= Jorge Enrique Rodríguez =

Colombian guerrilla leader

Jorge Enrique Rodríguez Mendieta, also known by his nom de guerre Iván Vargas (born c. 1963), is a Colombian guerrilla leader member of the Revolutionary Armed Forces of Colombia (FARC-EP), former commander of the 24th Front of the Middle Magdalena Bloc of the FARC-EP. Vargas was arrested in late 2004 in the city of Bucaramanga by Colombian authorities and extradited to the United States on 3 November 2007 on charges of narcotrafficking.

==Early years==

Vargas began his activities with the FARC in 1987 as an aide of the FARC's Secretariat and in 1989 military intelligence of the Colombian Army reported that Vargas was a guerrilla instructor in the Escuela Nacional de Cuadros de las FARC (a guerrilla training school of the FARC) in Casa Verde. In 1991 Vargas was made guerrilla commander of the 22nd Front of the FARC-EP, part of the Eastern Bloc of that organization. He was also a member of the Estado Mayor, the FARC's operational leadership council.

==Vietnam training and commander==

The following year, in 1992 Vargas was sent to Vietnam to receive training in guerrilla tactics and ordnance and explosives training. Upon his return he was made commander of the 24th Front of the FARC-EP and commander of the Middle Magdalena region, guerrilla unit that operates in the southern region of Bolívar Department. According to the Colombian Army, Vargas had also received training in the former Soviet Union.
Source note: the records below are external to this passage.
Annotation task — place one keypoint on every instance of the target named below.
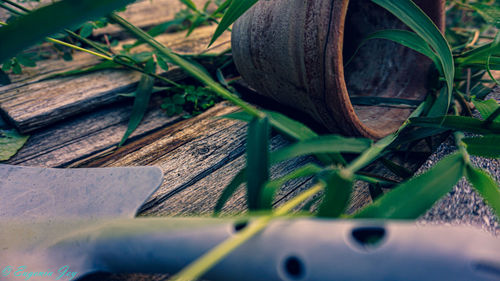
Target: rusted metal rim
(294, 50)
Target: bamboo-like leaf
(273, 186)
(27, 30)
(406, 38)
(4, 78)
(413, 198)
(322, 144)
(190, 4)
(229, 190)
(486, 186)
(10, 142)
(397, 169)
(460, 123)
(234, 11)
(487, 146)
(257, 161)
(418, 21)
(338, 191)
(440, 106)
(291, 129)
(141, 101)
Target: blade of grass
(411, 199)
(21, 33)
(10, 142)
(292, 129)
(487, 146)
(273, 186)
(421, 24)
(257, 161)
(460, 123)
(200, 266)
(234, 11)
(338, 189)
(186, 66)
(322, 144)
(141, 101)
(486, 186)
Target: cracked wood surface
(31, 104)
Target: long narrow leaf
(412, 198)
(322, 144)
(487, 146)
(291, 129)
(257, 160)
(273, 186)
(486, 186)
(486, 107)
(338, 190)
(235, 10)
(27, 30)
(460, 123)
(418, 21)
==Capture and extradition to the United States==

Vargas was extradited to the United States by the Government of Colombia charged with conspiracy to export illegal drugs from Colombia to the United States. In Colombia, the government charged him with rebellion, terrorism, conspiracy to export illegal drugs According to the United States Attorney General's Office Rodriguez Mendieta allegedly directed the purchase of hundreds of thousands of kilograms of cocaine paste and transmitted billions of Colombian pesos in cocaine proceeds to other FARC officials. Rodriguez Mendieta is also alleged to have ordered the murder of at least eight farmers, including several whom he personally dismembered alive, and to have plotted to retaliate against United States law enforcement officers who were conducting the narcotics-trafficking investigation

Jorge Enrique Rodriguez Mendieta (a.k.a. Ivan Vargas) was arrested by Colombian authorities in late 2004 and extradited to the U.S. in November 2007. On 16 December 2009, he pleaded guilty in a Washington, D.C. federal court to conspiring to import large quantities of cocaine into the U.S.

When submitting his guilty plea, Mendieta admitted that he had directed other FARC members to purchase hundreds of thousands of kilograms of cocaine paste, some of which was imported to the U.S. The U.S. government has also alleged that Mendieta plotted to retaliate against American law enforcement officers conducting the narcotics-trafficking investigation that ultimately led to the charges filed against him.